Surprise au tribunal : une étudiante relaxée malgré un tweet incendiaire appelant à "brûler tous les keufs" après la mort de Nahel. Les juges y voient davantage un "cri de révolte" qu'une réelle incitation à la violence. Une décision qui fait débat sur...

Le décès tragique de Nahel, 17 ans, tué par un policier le 27 juin 2023, a enflammé les réseaux sociaux et déclenché une vague d’émeutes urbaines. Au cœur de ce tumulte, le tweet d’une étudiante appelant à “brûler tous les keufs” a fait polémique. Poursuivie en justice, la jeune femme vient pourtant d’être relaxée par le tribunal, suscitant l’étonnement et ravivant le débat sur les limites de la liberté d’expression.

Propos “inappropriés” mais pas d’incitation directe à la violence

Âgée de 23 ans et au casier judiciaire vierge, l’étudiante avait repartagé le 1er juillet une vidéo montrant une interpellation musclée, en commentant : “La manière dont il lui ébouriffe les cheveux et lui fout une tape au visage ça me rend folle […] brûlez tous les keufs“. Si le tribunal a jugé ces termes “tout à fait inappropriés”, il a estimé qu’ils ne pouvaient être interprétés littéralement et constituaient davantage un “cri de révolte” et “l’expression symbolique du rejet d’une police ayant recours à des actes violents”.

Aucun lecteur moyennement avisé ne pouvait déduire de son tweet une incitation directe à s’en prendre aux forces de l’ordre.

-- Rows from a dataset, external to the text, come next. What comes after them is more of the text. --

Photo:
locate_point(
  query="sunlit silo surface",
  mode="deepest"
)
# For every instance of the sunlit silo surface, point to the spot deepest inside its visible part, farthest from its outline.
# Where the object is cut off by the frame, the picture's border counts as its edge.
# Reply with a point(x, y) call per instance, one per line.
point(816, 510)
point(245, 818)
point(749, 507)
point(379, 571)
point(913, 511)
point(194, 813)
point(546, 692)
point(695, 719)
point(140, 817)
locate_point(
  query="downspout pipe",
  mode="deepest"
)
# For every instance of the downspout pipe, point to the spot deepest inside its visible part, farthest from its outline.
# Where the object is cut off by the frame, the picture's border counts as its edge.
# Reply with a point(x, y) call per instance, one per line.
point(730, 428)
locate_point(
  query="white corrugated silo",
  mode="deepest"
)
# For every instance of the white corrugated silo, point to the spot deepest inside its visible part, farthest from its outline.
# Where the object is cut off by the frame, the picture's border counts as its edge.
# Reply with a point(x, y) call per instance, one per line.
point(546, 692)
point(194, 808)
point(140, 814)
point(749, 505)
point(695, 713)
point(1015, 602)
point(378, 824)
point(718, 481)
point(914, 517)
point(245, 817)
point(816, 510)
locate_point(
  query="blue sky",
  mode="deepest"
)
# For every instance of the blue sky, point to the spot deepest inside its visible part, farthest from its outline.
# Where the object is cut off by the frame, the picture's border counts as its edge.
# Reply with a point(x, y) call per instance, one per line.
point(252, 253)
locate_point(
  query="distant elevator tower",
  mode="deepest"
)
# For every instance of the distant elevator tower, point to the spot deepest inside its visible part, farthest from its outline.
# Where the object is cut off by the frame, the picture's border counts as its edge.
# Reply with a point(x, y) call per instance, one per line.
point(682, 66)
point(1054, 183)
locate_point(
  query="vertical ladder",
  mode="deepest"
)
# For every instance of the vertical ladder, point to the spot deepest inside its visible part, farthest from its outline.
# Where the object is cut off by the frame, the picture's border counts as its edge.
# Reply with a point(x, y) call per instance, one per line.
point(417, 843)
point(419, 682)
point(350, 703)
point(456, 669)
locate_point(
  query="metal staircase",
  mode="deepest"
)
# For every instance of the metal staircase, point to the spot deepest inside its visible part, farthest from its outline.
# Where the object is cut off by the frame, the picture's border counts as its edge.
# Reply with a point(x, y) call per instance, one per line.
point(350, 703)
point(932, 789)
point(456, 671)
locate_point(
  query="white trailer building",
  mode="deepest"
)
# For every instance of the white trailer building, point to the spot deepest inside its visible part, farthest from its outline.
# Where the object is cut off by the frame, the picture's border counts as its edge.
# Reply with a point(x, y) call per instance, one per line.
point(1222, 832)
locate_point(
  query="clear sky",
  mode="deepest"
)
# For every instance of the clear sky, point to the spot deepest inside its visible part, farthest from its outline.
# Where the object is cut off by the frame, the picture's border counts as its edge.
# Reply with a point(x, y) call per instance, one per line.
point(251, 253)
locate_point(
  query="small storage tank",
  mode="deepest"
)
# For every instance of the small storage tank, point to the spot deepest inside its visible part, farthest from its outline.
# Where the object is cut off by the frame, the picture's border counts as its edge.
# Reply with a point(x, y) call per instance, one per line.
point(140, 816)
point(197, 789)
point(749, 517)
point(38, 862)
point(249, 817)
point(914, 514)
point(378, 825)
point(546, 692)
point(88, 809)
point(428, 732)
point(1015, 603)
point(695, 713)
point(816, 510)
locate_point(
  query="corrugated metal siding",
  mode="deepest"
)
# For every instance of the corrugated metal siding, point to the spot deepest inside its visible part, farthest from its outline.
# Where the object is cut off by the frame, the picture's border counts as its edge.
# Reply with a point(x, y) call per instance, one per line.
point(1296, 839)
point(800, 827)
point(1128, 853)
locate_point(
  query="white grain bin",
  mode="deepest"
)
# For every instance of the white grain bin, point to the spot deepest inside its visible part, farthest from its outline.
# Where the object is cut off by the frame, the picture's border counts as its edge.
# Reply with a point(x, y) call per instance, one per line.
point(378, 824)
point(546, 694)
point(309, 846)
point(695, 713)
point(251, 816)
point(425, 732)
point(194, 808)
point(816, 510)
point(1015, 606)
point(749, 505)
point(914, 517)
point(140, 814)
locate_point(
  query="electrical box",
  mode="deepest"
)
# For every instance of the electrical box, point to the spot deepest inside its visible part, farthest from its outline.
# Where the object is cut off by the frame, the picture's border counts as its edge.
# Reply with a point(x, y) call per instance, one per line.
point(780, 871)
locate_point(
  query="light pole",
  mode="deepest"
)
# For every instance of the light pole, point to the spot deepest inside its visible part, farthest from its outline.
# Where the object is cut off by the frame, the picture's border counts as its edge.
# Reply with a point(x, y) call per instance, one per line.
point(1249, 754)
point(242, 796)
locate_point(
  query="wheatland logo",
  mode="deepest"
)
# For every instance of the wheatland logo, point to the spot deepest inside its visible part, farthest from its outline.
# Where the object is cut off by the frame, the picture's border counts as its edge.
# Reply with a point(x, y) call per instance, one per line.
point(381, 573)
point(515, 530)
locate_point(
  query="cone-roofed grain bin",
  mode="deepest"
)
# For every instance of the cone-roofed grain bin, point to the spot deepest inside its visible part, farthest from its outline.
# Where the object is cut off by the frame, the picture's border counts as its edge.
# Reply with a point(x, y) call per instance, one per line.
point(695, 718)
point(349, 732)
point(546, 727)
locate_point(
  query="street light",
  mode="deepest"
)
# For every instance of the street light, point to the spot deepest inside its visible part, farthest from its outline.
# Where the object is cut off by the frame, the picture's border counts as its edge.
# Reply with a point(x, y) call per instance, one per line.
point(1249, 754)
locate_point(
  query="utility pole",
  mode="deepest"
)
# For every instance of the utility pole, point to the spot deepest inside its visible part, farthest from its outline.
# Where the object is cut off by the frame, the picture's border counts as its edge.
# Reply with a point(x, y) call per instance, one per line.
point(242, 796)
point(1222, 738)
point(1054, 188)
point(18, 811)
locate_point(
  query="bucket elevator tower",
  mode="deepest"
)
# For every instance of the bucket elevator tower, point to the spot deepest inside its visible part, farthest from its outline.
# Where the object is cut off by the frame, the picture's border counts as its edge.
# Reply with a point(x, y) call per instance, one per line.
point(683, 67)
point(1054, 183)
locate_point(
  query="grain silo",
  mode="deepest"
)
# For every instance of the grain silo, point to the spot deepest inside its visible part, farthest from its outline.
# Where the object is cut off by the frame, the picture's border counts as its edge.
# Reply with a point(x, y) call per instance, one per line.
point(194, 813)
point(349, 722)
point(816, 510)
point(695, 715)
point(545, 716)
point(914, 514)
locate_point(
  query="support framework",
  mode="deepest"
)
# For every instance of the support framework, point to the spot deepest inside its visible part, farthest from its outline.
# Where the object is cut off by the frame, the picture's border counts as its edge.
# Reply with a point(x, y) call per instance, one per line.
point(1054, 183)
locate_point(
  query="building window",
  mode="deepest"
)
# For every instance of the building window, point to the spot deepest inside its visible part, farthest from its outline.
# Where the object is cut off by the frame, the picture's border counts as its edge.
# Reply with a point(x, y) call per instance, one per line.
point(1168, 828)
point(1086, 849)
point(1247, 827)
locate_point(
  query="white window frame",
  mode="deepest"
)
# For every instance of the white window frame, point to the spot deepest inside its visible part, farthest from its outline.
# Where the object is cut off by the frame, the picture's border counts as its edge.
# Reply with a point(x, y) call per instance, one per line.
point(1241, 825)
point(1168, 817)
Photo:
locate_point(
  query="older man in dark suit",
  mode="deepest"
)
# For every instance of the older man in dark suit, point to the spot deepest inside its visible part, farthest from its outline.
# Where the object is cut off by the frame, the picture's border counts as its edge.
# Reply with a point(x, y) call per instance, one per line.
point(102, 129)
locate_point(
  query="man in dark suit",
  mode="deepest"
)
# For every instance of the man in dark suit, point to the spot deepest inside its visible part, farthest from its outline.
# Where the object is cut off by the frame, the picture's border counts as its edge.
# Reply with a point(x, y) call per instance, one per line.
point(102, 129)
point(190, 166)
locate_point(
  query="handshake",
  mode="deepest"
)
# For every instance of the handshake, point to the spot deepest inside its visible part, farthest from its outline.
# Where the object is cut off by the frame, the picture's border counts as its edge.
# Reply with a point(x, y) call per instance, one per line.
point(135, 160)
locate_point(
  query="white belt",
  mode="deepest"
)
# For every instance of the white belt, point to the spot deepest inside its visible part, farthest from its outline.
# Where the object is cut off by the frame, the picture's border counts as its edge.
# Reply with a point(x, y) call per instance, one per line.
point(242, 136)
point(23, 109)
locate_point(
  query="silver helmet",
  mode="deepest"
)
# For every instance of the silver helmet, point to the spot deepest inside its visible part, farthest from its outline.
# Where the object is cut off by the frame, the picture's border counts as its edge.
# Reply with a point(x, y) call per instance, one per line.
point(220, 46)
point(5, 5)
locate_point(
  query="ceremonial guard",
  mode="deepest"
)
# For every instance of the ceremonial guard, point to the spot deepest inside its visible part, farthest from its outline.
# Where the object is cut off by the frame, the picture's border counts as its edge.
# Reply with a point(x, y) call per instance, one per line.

– Jugement du tribunal, 2 juillet 2024

Une enquête “disproportionnée” selon la défense

Suite à un signalement anonyme, le tweet de l’étudiante, malgré ses seulement 13 partages et 41 “likes”, avait déclenché l’ouverture d’une enquête. Un mois plus tard, la jeune femme était interpellée et placée en garde à vue, les enquêteurs se rendant même sur son lieu de stage. Des mesures jugées “disproportionnées” par son avocat, Maître Raphaël Kempf.

Critiques radicales autorisées en démocratie

Pour l’avocat, en démocratie, la liberté d’expression doit permettre d’exprimer “des critiques radicales” sans “faire l’objet d’une sanction pénale”. Il s’est félicité que le tribunal “protège la liberté d’expression” avec cette relaxe. La procureure avait pourtant requis une condamnation, insistant sur le fait que “peu importe de qui proviennent” ce type de messages, “ce qui est important, c’est qui peut les recevoir dans une phase insurrectionnelle”.

Dupond-Moretti s’interroge sur une “instrumentalisation”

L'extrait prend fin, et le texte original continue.